I whisper the phrase to myself as I lace up my shoes, as I put on my headphones, and as I get bored at about half a mile through.
I try. And fail. And try again to be a runner. See, running and I have a love-hate relationship. I tell myself I’m going to do it. I buy the clothes I need, tie my shoes, and make my playlist. But no matter how hard I try, I fail. The runner’s high never comes for me and I get bored.
Even though I quite often fail, I don’t stop trying. It’s not so I can become “that runner girl” that you see on the street all the time or to blow up your news feed with my fitness posts. Because, honestly, my close friends and family don’t even know that I’ve been running again. It’s because it’s something I want to prove to myself. I find that no matter how many times I fail, I crave it even more.
I want to know I can. I want to pin that 5k, 10k, 15k sticker in my journal and know that I did it. For me, failing is just a part of my journey. Not the end.

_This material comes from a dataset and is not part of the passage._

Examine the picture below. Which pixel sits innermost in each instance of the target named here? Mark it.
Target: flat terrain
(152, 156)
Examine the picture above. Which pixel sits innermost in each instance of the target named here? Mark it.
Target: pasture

This is how a lot of things in my life work. I try not to think of it as failing, but as putting myself out there and trying. Glass half full, you know. I love to show myself that there’s more that I can do besides the things that so obviously give me joy. Reading and writing are a part of who I am, but I want to know what else I’m made of. That I can take something on and learn to love it. Make it a part of me. But most of the time I fail. And. That’s. Okay!

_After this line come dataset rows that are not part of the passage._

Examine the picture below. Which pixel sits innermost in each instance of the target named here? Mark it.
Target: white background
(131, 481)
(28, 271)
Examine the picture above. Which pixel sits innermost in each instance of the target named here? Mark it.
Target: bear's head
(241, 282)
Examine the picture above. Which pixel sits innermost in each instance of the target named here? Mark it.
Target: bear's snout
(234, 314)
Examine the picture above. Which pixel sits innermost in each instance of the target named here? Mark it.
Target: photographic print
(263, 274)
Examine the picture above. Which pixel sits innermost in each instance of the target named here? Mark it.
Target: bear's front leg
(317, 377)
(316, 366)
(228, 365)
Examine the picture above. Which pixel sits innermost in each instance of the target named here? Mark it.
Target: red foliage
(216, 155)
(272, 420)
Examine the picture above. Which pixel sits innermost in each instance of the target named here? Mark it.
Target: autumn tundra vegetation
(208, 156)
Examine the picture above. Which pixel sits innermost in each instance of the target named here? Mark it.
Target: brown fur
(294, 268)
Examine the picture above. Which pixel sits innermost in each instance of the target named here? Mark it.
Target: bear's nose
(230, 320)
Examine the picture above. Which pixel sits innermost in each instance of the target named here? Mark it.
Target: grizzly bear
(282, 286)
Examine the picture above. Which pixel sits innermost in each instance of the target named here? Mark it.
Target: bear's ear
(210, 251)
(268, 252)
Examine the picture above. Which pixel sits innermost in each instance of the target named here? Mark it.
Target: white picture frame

My family always told me that I wasn’t competitive enough. Which is true, in their defense. It’s because I truly love to fail just as much as I love succeeding. I feel like I learn even more about myself when I’m down than when I’m up. Am I saying that I want to do nothing but fail at things my entire life? No. But it doesn’t mean that I’m not going to kick myself when I’m down. I’m going to try harder. My failures make me who I am just as much as my successes do.